Analogy situation 1) there is u1≥δ×u(D1), u2≥δ×u(D2), therefore
u3=u1+u2≥δ×u(D1)+δ×u(D2)=δ × u (D3);
For situation 3) and whether be effective mode, need to calculate mode and exist if 4) then can not directly release mode in D3 Value of utility in D3 judges.
For situation 3), since mode has been effective mode in D1, it need to only calculate value of utility of the mode in D2 It is being subject to judgement;
For situation 4), since mode has been effective mode in D2, it need to only calculate value of utility of the mode in D1 It is being subject to judgement.
As a further improvement of the present invention, in step s 4, in using HUSP-Miner algorithm mining process, first Need to find the effective upper bound be greater than threshold value 1 item collection of candidate, then again on the basis of this, by sequence growth come by k item collection K+1 item collection is generated, and search space is reduced using Pruning strategy.
As a further improvement of the present invention, Pruning strategy is exactly the sky for reducing search by constantly reducing database Between: database is read in into memory first, with the growth of mode, the transaction set comprising this mode will constantly reduce, i.e., corresponding Data for projection library constantly becomes smaller;Due in mining process not to database generate change, it can be considered that given After database, the mining process of each mode is independently carried out.
As a further improvement of the present invention, in step s 4, P mining is carried out by the way of multithreading:
1) when thread I completes excavating for task, it is at wait state;
If 2) thread J does not complete excavation also at this time, current mode to be treated is handed into thread I processing, thread J Execute next mode to be processed.
The beneficial effects of the present invention are: through the above scheme, the time excavated can be accelerated using parallelization, preferably Using hardware resource, the excavation of effective sequence of events mode is realized, accelerates the speed of data mining.
Detailed description of the invention
Fig. 1 is divided based on the time to security incident in a kind of effective sequence of events pattern mining algorithm of the present invention Schematic diagram.
Fig. 2 is one result figure of experiment.
Fig. 3 is two result figures of experiment.
Fig. 4 is three result figures of experiment.
Specific embodiment
The invention will be further described for explanation and specific embodiment with reference to the accompanying drawing.

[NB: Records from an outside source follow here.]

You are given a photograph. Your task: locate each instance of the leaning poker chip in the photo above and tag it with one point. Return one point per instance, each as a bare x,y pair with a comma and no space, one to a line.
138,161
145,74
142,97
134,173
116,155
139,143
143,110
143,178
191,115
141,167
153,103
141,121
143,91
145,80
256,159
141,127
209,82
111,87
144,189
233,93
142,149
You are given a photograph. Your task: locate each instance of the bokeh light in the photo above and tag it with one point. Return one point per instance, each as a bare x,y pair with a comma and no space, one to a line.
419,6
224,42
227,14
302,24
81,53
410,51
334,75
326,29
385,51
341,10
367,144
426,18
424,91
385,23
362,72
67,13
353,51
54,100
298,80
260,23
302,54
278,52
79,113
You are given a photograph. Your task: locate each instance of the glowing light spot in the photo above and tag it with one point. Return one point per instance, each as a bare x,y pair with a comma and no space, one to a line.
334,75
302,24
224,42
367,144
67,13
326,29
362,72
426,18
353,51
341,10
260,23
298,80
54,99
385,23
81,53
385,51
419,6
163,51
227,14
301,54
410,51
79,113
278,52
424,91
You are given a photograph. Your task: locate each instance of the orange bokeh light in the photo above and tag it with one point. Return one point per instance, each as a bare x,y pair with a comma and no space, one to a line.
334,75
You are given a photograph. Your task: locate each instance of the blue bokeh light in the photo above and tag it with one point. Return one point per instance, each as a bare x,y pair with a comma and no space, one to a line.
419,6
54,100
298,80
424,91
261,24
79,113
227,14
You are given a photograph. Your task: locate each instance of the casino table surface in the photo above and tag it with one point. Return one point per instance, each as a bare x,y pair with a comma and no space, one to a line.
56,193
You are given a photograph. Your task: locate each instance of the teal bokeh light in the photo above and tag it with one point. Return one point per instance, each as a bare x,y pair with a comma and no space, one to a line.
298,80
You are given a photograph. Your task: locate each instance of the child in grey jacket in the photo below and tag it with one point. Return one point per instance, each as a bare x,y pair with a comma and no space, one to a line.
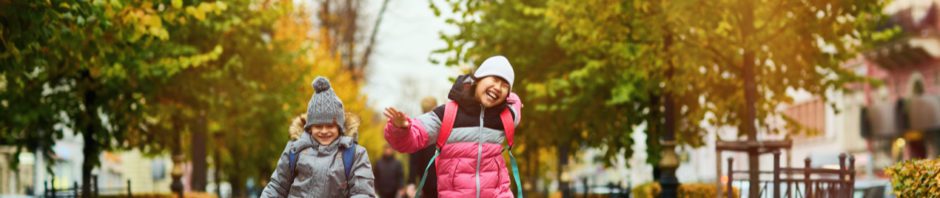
313,164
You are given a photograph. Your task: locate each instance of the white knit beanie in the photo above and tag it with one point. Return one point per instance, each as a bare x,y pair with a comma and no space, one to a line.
496,66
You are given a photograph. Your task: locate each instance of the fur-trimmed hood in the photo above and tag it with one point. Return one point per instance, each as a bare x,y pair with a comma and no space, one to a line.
296,128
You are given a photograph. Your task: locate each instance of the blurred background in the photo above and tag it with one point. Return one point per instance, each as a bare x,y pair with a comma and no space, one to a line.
158,97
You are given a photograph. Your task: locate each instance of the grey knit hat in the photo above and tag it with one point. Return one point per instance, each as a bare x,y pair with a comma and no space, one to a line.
325,107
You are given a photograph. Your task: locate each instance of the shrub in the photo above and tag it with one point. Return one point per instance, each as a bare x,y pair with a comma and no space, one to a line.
915,178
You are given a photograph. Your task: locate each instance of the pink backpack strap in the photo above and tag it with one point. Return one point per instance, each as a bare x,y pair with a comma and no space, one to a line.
450,113
509,126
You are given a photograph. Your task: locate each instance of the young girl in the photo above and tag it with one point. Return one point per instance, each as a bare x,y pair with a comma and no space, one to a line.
470,163
323,161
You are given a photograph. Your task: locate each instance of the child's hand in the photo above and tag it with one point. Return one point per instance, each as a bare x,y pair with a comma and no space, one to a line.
397,118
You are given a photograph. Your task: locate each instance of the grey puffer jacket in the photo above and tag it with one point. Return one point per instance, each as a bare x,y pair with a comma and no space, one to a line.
320,171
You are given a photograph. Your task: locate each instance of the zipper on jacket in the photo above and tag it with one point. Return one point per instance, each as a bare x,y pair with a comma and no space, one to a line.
479,148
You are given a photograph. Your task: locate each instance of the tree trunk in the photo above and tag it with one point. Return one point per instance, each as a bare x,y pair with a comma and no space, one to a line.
90,152
562,162
749,117
199,140
90,148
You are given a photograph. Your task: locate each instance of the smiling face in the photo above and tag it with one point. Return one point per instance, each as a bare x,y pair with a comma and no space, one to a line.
324,133
491,91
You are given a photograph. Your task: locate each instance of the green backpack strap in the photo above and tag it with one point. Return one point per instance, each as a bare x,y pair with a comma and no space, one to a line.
425,175
509,128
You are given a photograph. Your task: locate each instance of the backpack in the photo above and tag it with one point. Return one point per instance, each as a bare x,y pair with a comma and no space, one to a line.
450,113
349,154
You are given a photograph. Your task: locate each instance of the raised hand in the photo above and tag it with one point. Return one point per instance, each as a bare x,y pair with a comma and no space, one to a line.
397,118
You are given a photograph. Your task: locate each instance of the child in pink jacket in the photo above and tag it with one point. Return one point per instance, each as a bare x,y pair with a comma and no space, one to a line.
470,164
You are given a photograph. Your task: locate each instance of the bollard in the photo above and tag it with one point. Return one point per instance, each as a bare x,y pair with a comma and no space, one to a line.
776,174
730,178
75,189
129,194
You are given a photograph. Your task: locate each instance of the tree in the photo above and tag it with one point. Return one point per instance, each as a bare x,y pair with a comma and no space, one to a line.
647,62
88,67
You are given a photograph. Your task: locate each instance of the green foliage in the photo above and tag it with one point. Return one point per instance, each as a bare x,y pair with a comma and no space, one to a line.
592,72
89,67
915,178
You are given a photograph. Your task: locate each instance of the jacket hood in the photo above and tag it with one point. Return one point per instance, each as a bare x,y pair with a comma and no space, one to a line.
301,139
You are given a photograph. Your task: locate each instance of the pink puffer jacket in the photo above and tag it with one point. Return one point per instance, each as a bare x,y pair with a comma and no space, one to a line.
470,164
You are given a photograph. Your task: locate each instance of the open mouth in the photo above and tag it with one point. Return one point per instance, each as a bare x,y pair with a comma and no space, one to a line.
492,94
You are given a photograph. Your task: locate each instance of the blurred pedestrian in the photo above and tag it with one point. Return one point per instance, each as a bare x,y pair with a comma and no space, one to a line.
389,174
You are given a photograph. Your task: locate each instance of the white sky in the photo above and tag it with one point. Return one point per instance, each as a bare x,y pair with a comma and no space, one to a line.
400,74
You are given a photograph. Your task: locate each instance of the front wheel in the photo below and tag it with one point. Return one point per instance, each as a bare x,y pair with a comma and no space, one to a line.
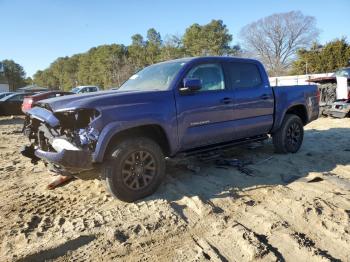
134,169
289,137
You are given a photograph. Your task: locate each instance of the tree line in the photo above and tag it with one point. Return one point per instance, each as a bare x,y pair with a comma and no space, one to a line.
284,42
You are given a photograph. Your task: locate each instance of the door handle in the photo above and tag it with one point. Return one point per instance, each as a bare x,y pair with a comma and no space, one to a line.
226,100
265,96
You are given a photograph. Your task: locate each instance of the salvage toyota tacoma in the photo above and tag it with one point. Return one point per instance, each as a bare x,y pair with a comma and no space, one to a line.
174,108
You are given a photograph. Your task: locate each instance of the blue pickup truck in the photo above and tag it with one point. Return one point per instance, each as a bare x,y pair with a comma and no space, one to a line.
179,107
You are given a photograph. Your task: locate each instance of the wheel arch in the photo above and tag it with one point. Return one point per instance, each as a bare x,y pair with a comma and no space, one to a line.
151,131
300,111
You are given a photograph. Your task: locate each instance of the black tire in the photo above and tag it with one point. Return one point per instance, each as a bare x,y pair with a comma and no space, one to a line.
289,137
133,169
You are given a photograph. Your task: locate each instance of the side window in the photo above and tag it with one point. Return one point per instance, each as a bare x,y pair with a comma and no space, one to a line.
211,76
17,98
243,75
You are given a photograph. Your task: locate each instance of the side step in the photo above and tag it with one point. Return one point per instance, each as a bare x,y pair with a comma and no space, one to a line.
221,146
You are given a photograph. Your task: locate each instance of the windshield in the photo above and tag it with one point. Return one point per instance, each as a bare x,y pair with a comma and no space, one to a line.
5,98
154,77
343,72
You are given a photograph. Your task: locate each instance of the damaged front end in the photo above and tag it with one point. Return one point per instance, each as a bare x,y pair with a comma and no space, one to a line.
64,140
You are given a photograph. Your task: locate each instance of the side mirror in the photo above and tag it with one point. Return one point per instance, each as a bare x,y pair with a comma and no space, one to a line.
191,85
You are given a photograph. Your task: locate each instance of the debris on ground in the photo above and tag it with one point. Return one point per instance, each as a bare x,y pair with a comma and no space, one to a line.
58,181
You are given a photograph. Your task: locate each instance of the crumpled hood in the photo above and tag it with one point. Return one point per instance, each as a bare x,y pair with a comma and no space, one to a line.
91,100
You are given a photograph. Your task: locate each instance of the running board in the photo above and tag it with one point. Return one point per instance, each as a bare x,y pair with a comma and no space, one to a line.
221,146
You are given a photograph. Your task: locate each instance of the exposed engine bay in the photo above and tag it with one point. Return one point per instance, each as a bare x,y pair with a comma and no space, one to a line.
64,139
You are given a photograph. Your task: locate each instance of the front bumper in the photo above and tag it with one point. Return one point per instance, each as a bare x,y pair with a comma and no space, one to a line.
71,161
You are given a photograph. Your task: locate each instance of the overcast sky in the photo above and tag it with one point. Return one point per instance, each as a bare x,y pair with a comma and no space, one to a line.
34,33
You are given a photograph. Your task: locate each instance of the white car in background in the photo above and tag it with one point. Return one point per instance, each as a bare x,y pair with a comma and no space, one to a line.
85,89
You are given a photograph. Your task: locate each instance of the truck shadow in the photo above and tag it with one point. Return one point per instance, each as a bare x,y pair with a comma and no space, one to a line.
11,120
321,152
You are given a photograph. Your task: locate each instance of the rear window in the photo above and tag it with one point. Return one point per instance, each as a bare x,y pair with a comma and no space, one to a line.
244,75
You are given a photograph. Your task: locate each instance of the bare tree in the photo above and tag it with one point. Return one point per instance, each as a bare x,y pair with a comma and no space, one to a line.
275,39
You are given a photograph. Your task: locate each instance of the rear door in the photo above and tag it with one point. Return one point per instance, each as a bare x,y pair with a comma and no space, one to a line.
253,98
205,116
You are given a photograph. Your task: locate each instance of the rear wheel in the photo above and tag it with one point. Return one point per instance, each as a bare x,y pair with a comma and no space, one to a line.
134,169
289,137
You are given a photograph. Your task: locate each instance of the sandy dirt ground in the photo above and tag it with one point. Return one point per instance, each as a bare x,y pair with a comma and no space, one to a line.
290,208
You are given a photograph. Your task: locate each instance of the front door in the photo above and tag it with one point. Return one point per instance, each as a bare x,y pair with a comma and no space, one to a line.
205,116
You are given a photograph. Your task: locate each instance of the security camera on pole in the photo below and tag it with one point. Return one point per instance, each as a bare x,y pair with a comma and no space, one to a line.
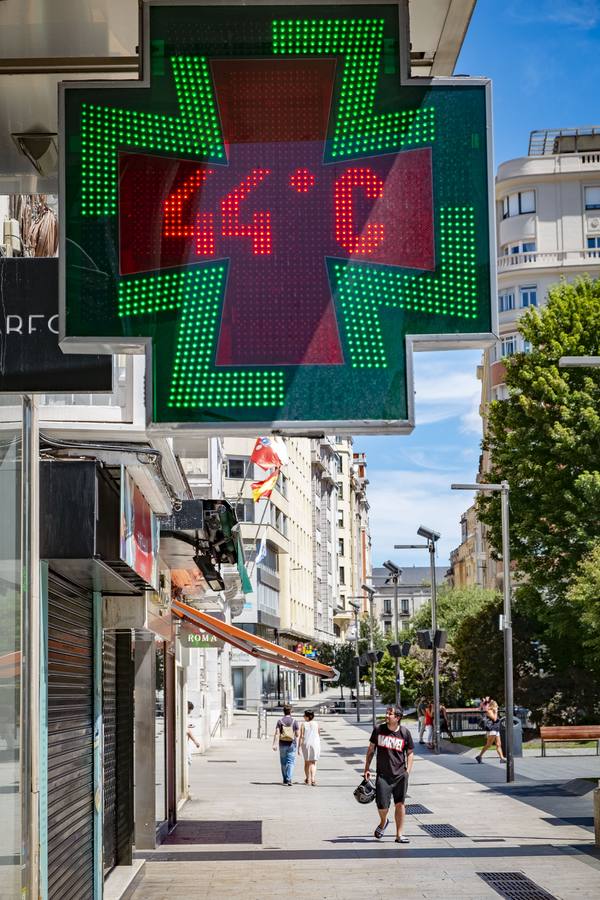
371,654
504,490
437,637
355,607
395,573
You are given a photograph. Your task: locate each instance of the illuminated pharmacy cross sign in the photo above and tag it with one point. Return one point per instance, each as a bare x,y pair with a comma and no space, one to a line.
277,211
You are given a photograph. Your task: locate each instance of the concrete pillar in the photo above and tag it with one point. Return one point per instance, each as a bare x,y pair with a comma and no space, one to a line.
145,743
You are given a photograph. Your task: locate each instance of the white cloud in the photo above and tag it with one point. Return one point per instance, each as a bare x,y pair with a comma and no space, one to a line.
581,14
401,501
446,387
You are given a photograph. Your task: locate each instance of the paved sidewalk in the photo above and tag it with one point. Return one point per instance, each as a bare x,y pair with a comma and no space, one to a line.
255,838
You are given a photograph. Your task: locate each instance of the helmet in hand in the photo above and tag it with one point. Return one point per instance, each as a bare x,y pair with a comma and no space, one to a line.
365,792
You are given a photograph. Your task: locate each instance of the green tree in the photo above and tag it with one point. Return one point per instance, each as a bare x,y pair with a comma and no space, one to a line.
418,677
341,657
545,440
453,605
584,597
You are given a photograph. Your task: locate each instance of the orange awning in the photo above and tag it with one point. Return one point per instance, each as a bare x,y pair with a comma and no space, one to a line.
250,643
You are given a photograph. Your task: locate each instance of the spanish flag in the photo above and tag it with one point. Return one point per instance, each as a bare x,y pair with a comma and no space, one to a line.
262,489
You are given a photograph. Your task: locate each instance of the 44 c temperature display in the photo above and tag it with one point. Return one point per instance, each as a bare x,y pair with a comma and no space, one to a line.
276,212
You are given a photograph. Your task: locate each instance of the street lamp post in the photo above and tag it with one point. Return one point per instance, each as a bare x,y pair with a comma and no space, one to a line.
504,490
356,607
431,537
395,573
371,594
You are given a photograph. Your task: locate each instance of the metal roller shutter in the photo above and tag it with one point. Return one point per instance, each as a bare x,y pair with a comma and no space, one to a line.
117,693
109,718
70,742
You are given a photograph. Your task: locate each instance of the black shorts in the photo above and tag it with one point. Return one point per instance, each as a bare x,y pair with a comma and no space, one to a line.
385,790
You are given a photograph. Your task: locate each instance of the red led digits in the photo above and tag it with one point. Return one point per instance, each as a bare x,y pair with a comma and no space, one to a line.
302,180
260,229
373,234
203,228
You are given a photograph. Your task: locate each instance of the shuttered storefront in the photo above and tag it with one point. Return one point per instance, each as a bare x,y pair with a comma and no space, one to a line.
117,702
70,742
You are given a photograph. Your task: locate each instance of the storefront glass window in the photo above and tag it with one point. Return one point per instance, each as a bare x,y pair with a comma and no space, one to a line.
10,649
160,735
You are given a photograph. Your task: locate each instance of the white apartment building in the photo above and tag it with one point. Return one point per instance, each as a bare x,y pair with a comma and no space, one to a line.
548,227
414,591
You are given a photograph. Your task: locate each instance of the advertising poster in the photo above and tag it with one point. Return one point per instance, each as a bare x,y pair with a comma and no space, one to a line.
139,531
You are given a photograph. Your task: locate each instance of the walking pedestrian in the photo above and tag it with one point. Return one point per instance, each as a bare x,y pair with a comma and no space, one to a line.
310,746
421,707
286,739
394,746
491,726
429,725
445,723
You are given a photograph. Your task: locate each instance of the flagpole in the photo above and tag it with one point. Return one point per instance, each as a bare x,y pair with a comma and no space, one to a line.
257,533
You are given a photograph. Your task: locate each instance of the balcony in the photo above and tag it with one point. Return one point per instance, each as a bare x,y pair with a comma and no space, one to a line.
544,260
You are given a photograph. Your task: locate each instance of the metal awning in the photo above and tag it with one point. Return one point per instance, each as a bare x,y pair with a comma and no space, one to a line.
251,643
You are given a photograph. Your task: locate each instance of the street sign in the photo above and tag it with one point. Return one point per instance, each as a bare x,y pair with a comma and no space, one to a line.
201,640
276,213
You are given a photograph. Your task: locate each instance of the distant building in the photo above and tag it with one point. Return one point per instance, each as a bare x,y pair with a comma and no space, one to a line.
414,591
548,228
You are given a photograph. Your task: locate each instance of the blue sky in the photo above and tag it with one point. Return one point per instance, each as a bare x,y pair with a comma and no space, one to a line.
542,58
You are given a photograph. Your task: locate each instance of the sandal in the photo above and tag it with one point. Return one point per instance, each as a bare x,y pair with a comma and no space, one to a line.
379,831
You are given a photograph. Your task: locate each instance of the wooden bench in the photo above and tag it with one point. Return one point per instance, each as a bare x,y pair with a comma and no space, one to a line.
551,734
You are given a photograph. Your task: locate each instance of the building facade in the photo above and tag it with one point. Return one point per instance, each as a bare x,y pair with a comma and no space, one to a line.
414,591
548,229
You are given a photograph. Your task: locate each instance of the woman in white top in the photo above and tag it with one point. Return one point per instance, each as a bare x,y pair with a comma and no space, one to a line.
310,746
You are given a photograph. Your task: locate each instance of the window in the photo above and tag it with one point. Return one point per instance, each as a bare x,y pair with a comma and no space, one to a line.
528,296
245,511
271,560
594,244
282,483
518,204
592,198
236,466
509,345
506,301
524,247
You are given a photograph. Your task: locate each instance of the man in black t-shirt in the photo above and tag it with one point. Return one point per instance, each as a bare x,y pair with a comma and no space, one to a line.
394,746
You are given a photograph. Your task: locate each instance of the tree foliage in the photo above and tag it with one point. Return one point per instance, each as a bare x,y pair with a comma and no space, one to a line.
545,441
341,657
452,606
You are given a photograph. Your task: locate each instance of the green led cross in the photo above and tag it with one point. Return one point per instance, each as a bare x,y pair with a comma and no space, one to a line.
107,129
198,293
364,290
358,129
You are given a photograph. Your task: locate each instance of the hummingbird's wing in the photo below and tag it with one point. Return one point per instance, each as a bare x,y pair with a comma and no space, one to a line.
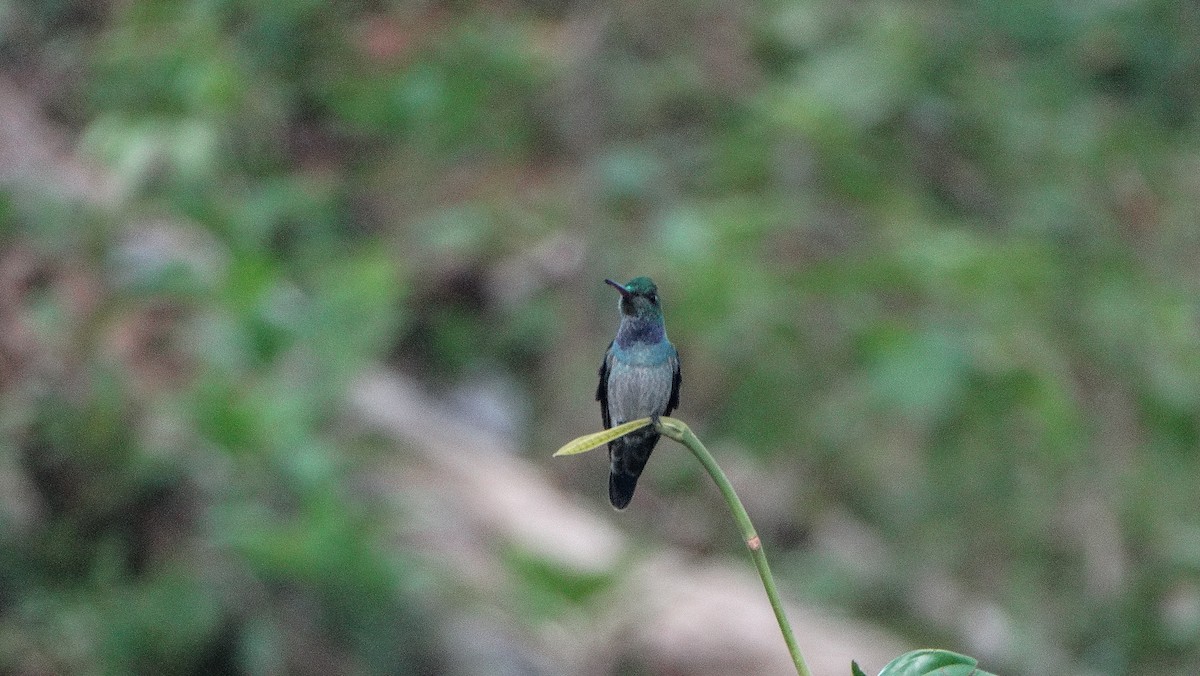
603,388
676,378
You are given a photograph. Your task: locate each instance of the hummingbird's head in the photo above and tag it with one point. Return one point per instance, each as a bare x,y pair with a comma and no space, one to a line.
639,298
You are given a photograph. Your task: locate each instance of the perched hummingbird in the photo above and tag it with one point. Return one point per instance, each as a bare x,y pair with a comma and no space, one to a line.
639,378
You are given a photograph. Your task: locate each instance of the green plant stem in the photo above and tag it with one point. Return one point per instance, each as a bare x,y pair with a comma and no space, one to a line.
683,434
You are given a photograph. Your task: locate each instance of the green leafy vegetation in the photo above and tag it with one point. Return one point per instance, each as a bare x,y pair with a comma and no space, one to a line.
930,268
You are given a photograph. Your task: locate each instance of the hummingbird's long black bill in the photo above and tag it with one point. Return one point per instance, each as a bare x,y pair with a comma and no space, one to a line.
624,292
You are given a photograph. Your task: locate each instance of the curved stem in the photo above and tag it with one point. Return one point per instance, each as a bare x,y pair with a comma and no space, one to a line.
683,434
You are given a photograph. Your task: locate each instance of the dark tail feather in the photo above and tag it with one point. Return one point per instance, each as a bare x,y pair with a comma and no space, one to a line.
628,456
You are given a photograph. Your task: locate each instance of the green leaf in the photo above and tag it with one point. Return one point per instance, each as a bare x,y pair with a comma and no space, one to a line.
934,663
595,440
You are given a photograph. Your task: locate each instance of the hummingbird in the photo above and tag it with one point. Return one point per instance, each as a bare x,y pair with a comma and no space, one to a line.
639,378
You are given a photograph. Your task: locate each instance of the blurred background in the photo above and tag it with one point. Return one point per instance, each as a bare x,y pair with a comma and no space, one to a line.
298,298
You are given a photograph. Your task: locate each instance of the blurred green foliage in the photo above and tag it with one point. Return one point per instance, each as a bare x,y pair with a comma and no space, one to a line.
934,261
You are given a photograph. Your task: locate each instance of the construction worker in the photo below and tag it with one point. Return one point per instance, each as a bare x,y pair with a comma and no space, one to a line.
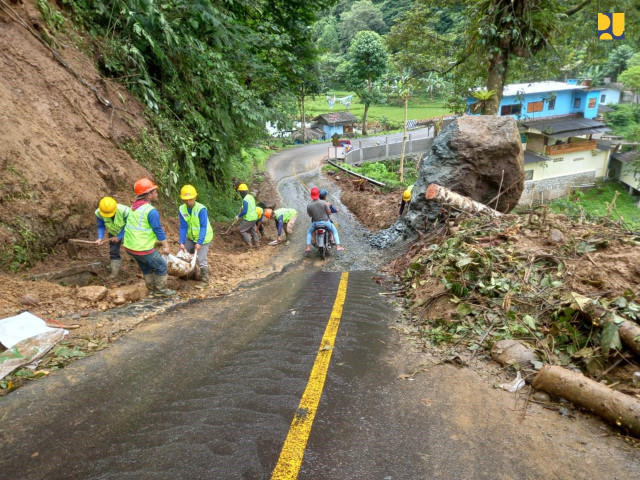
284,217
323,196
141,232
406,198
111,218
195,231
249,216
319,212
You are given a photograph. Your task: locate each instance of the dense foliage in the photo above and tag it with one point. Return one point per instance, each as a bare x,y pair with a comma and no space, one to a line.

A kind of effective sequence of events pattern mining algorithm, comprising the following steps:
One, the definition of security incident
Before the mode excavation of research network safety event, the definition for providing network safety event, i.e. network are first had to The attribute of security incident.According to previous experience, extracted in the present invention following typical attribute for define a net Network security incident.Table 1 gives the definition of network safety event, and table 2 enumerates the common type for carrying out network attack.
1 security incident attribute of table
2 common attack type of table
Different events is using attack type label as mark, in order to consider influence of the remaining attribute to event, by right Its value of utility is calculated in attribute value, then by the cumulative value of utility as final event of the value of utility of each attribute.Attribute The corresponding value of utility of value by manually providing, thus can be by changing value of utility come to different location, the thing of different IP Part assigns different significance levels.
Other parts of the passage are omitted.